The Period of Von Baer

What Johannes Müller was for physiology, von Baer was for embryology; all subsequent growth was influenced by his investigations.

The greatest classic in embryology is his Development of Animals (Entwicklungsgeschichte der Tiere—Beobachtung und Reflexion), the first part of which was published in 1828, and the work on the second part completed in 1834, although it was not published till 1837. This second part was never finished according to the plan of Von Baer, but was issued by his publisher, after vainly waiting for the finished manuscript. The final portion, which Von Baer had withheld, in order to perfect in some particulars, was published in 1888, after his death, but in the form in which he left it in 1834.

The observations for the first part began in 1819, after he had received a copy of Pander's researches, and covered a period of seven years of close devotion to the subject; and the observations for the last part were carried on at intervals for several years.

It is significant of the character of his Reflexionen that, although published before the announcement of the cell-theory, and before the acceptance of the doctrine of organic evolution, they have exerted a molding influence upon embryology to the present time. The position of von Baer in embryology is owing as much to his sagacity in speculation as to his powers as an observer. "Never again have observation and thought been so successfully combined in embryological work" (Minot).

Von Baer was born in 1792, and lived on to 1876, but his enduring fame in embryology rests on work completed more than forty years before the end of his useful life. After his removal from Königsberg to St. Petersburg, in 1834, he very largely devoted himself to anthropology in its widest sense, and thereby extended his scientific reputation into other fields.

If space permitted, it would be interesting to give the biography[6] of this extraordinary man, but here it will be necessary to content ourselves with an examination of his portraits and a brief account of his work.

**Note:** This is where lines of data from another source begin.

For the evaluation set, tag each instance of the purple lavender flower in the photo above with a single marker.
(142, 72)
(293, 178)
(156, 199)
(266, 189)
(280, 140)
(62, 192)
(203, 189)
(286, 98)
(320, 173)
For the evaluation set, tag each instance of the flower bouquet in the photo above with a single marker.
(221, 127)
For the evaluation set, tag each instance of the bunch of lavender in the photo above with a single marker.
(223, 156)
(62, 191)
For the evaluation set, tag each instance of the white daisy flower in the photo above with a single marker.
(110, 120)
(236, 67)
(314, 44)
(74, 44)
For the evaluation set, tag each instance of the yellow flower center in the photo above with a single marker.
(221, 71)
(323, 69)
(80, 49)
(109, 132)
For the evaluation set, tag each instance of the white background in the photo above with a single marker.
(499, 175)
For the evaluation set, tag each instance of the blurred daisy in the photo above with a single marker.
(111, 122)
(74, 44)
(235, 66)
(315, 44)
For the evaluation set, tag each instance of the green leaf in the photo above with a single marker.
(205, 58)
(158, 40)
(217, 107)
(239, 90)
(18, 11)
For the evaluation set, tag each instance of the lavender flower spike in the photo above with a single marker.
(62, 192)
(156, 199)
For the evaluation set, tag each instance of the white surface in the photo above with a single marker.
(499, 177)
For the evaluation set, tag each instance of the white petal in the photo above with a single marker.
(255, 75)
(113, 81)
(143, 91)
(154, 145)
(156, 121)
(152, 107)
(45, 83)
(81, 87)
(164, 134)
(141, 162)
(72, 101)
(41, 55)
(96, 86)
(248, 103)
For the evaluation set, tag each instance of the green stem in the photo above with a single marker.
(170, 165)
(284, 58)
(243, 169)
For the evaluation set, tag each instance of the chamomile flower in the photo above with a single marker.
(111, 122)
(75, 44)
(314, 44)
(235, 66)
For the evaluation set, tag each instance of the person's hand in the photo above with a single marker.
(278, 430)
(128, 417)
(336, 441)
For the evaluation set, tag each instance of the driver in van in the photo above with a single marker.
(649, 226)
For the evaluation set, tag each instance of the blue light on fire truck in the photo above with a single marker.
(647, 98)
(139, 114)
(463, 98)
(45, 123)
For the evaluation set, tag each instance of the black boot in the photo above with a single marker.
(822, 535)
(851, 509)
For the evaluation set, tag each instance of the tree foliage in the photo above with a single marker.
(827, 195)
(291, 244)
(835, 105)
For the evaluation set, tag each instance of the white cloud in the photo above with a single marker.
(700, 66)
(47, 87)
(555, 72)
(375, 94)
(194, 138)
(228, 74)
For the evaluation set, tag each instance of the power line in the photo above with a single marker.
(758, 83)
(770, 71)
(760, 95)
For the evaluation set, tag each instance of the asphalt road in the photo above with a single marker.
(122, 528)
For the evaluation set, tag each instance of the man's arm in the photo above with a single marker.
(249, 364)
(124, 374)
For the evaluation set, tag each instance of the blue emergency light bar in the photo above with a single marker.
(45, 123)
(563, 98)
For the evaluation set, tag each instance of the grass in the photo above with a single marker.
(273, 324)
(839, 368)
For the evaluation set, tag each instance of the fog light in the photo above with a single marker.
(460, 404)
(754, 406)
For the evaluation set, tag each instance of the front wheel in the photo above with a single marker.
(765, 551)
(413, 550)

Portraits.—Several portraits of von Baer showing him at different periods of his life have been published. A very attractive one, taken in his early manhood, appeared in Harper's Magazine for 1898. The expression of the face is poetical, and the picture is interesting to compare with the more matured, sage-like countenance forming the frontispiece of Stieda's Life of Von Baer (see Fig. 65). This, perhaps the best of all his portraits, shows him in the full development of his powers. An examination of it impresses one with confidence in his balanced judgment and the thoroughness and profundity of his mental operations.